Memory Integrity Enforcement

(security.apple.com)
458 points circuit | 3 comments | 09 Sep 25 18:25 UTC | HN request time: 0.003s | source
Show context
vayup ◴[10 Sep 25 03:24 UTC] No.45192823[source]
> ...attackers must not be able to predict tag values that the system will choose. We address this issue by frequently re-seeding the underlying pseudo-random generator used to select new tags.

This point could use more explanation. The fundamental problem here is the low entropy of the tags (only 4 bits). An attacker who randomly guesses the tags has 1/16 chance of success. That is not fixed by reseeding the PRNG. So I am not sure what they mean.
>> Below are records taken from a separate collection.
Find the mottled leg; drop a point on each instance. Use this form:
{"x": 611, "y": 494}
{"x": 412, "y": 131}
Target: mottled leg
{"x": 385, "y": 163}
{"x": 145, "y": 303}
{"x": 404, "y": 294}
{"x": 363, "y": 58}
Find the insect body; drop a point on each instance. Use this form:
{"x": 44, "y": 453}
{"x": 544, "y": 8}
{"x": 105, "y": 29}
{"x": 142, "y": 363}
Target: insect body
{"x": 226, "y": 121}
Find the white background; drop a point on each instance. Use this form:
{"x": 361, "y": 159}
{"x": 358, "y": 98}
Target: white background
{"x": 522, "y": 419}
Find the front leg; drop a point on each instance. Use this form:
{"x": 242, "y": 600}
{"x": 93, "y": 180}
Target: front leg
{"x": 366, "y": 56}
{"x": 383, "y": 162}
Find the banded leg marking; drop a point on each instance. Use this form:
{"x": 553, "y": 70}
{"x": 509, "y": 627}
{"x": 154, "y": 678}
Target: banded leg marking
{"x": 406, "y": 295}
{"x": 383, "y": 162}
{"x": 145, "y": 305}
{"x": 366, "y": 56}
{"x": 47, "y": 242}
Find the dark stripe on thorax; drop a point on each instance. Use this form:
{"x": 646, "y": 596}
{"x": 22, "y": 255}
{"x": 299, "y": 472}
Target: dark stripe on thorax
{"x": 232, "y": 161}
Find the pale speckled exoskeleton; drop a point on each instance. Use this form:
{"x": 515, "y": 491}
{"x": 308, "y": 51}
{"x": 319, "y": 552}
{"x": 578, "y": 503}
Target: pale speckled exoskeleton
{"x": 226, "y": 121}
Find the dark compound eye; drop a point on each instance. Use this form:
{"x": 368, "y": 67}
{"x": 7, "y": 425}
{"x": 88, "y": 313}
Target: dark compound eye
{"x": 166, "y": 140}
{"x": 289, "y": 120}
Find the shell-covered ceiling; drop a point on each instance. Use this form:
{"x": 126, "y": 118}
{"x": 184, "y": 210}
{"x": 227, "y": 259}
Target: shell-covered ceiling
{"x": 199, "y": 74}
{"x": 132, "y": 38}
replies(2): >>45193068 #>>45194288 #
1. freakynit ◴[10 Sep 25 03:58 UTC] No.45193068[source]
Four bits provide too few possibilities. Since memory allocations happen millions of times per minute, the chance of collisions grows very quickly, even with periodic reseeding.
replies(2): >>45194462 #>>45196009 #
2. saagarjha ◴[10 Sep 25 07:37 UTC] No.45194462[source]
The idea is that a tag failure crashes your process.
3. kevincox ◴[10 Sep 25 11:09 UTC] No.45196009[source]
But you only get one try. 15/16 times you get a very visible failure.

It isn't great. Most users won't assume malice when an app crashes. And if they reopen it a few times your chance of succeeding goes up quickly. But this is also assuming that you need a single pointer tag to exploit something. If you need more you need to get even luckier.

So it definitely isn't perfect protection. But it isn't trivial to bypass.